— Я боюсь тебя, — говорит она, — ты агрессивен, ты отвратителен! — А он, простофиля, не понимает, что такого рода обвинения уже никогда больше с него не снимутся, что он, добренький и послушный тряпичный клоун, должен стать раз и навсегда насильником и агрессором.
— Я тебя боюсь, — повторяет она еще раз и отстраняет его с дороги.
Он пропускает ее и тащится вслед за ней, как безродный пес за королевой.
33
Нагота. У меня хранится вырезка из «Nouvel Observateur» за октябрь 1993 года: опрос населения. Сотне дюжин людей, считающих себя левыми, был послан опросный лист, состоящий из двухсот десяти слов, из которых они должны подчеркнуть те, что поразили их воображение, те, которые задели их за живое, показались им притягательными и симпатичными.
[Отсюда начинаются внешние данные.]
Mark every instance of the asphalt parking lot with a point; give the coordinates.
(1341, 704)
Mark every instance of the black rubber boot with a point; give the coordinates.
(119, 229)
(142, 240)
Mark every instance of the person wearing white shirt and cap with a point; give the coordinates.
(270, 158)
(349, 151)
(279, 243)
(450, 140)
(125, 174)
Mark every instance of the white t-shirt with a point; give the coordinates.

Подобный же опрос производился несколько лет назад; в ту пору среди тех же двухсот десяти слов оказалось лишь восемнадцать, на которые люди, придерживающиеся левых взглядов, откликнулись и тем самым подтвердили свое единомыслие. Теперь таких пунктов осталось только три. Только три слова, с которыми может согласиться левак-гошист. Какое вырождение! Какой упадок! Каковы же эти три слова? Слушайте меня внимательно: бунт, красный, нагота. Бунт и красный цвет — это само собой разумеется. Но то, что помимо этих двух слов одна лишь нагота заставляет биться сердца леваков, что она является их общим символическим достоянием, это и впрямь удивительно. Неужели это все, что оставила им великолепная история двухсот последних лет, торжественно открытая Французской революцией, неужели в этом заключено наследие Робеспьера, Дантона, Жореса, Розы Люксембург, Ленина, Грамши, Арагона, Че Гевары? Голые животы, голые причиндалы, голые ягодицы? Неужели это и есть последнее знамя, под которым последние отряды левых сил делают вид, будто свершают свой великий марш сквозь века?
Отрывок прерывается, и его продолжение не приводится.